This explanation is going to require a lot of maths. I will explain it all as simply as I can, but I apologise in advance for the sheer volume of it.
I think the main difference is that the sum of an infinite series doesn’t always exist. The easiest example is 1+1+… doesn’t mean anything. I suppose you could say that it was ‘infinite’, but it doesn’t converge (have a limit) in a traditional sense. Another example is 1 - 1 + 1 -1 + 1… As you sum terms you alternate between 1 and 0, so the sum cannot converge.
The problem is that, because you’re looking at infinite series, you have the misleading association with summing finite series. The issue of convergence should really be looked at from the perspective of sequences (or nets, but I’ll scare people if I start talking about nets. :)). A sequence is basically a way of assigning something to each counting number. e.g. 3, 3.1, 3.14, 3.141,… is a sequence with first term 3, second term 3.1, etc. We say this sequence converges to Pi. Convergence has a precise technical definition, which basically amounts to ‘a sequence converges to x if the nth term gets arbitrarily close to x as n becomes large’, but it must come close for all sufficiently large terms. For example, if I was to take that sequence converging to Pi and replace the 100th, 200th, etc. terms with 1 then it would no longer converge to Pi.

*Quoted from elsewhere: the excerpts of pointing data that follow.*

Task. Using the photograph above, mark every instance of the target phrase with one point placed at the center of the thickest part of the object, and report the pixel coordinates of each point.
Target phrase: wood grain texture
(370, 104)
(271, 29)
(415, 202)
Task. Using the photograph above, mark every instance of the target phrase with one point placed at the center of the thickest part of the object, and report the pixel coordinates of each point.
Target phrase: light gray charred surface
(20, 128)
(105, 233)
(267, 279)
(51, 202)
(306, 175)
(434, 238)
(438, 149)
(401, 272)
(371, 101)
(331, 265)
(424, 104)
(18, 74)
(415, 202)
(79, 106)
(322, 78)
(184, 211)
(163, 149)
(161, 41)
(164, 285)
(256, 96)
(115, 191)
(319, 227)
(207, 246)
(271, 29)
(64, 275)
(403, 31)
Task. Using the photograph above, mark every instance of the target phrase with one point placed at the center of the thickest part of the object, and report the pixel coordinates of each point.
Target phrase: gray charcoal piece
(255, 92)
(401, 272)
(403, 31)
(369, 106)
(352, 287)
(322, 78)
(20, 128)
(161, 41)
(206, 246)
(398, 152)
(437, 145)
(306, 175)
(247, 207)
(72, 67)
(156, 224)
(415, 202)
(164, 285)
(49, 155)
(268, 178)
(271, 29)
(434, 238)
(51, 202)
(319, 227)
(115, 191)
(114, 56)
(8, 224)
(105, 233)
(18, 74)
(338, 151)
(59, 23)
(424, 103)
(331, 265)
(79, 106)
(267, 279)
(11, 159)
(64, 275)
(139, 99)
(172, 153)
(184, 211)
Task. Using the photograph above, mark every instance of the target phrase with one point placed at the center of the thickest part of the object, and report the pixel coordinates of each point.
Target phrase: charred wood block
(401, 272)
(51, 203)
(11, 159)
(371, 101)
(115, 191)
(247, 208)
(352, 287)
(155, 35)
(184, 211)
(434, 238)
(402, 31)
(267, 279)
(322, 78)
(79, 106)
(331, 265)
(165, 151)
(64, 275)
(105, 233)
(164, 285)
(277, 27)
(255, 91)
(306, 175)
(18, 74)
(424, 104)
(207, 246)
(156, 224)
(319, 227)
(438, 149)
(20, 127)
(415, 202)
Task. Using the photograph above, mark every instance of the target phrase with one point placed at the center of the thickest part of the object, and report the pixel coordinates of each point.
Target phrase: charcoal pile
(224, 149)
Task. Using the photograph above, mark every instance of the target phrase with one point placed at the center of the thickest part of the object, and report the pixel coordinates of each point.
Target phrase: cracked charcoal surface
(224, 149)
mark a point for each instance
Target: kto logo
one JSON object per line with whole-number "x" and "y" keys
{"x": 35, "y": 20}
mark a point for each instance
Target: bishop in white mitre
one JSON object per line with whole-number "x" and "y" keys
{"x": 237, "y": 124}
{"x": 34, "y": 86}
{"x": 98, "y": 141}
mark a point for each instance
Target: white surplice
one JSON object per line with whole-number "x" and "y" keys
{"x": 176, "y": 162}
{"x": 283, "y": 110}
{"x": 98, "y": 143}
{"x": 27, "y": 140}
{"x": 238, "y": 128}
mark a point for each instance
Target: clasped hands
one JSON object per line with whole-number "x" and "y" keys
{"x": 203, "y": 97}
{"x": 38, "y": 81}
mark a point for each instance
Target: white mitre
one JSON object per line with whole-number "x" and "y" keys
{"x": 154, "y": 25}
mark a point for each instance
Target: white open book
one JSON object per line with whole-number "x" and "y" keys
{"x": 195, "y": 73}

There are of course many sequences that don’t converge, such as 0, 1, 0, 1…
For the familiar numbers, which mathematicians call the Real numbers, the most important test to see if a sequence converges is that if there is a number such that every term in the sequence is less than it (we say that number bounds the sequence above) and each term in the sequence is greater than or equal to the last, the sequence converges to some number. This is called the fundamental theorem of analysis. As an example we have the sequence 3, 3.1, 3.14, 3.141,… Every term is less than 4, and each term is greater than the previous. Thus it converges to some number, which we call Pi.
Ok, now that’s out of the way I can answer your question. 
Say we have an infinite sequence x_1, x_2,…,x_n,… (I hope this notation is clear - it’s basically just the same as using variables x,y, etc. to represent numbers. We just have an infinite number of these variables so we assign a number to each). We define a sequence x_1, x_1 + x_2, x_1 + x_2 +x_3, … This sequence is called the sequence of partial sums. Any one of these terms behaves exactly like normal addition (because it is normal addition). We then define the infinite sum x_1+x_2+x_3+… to be the limit of this sequence.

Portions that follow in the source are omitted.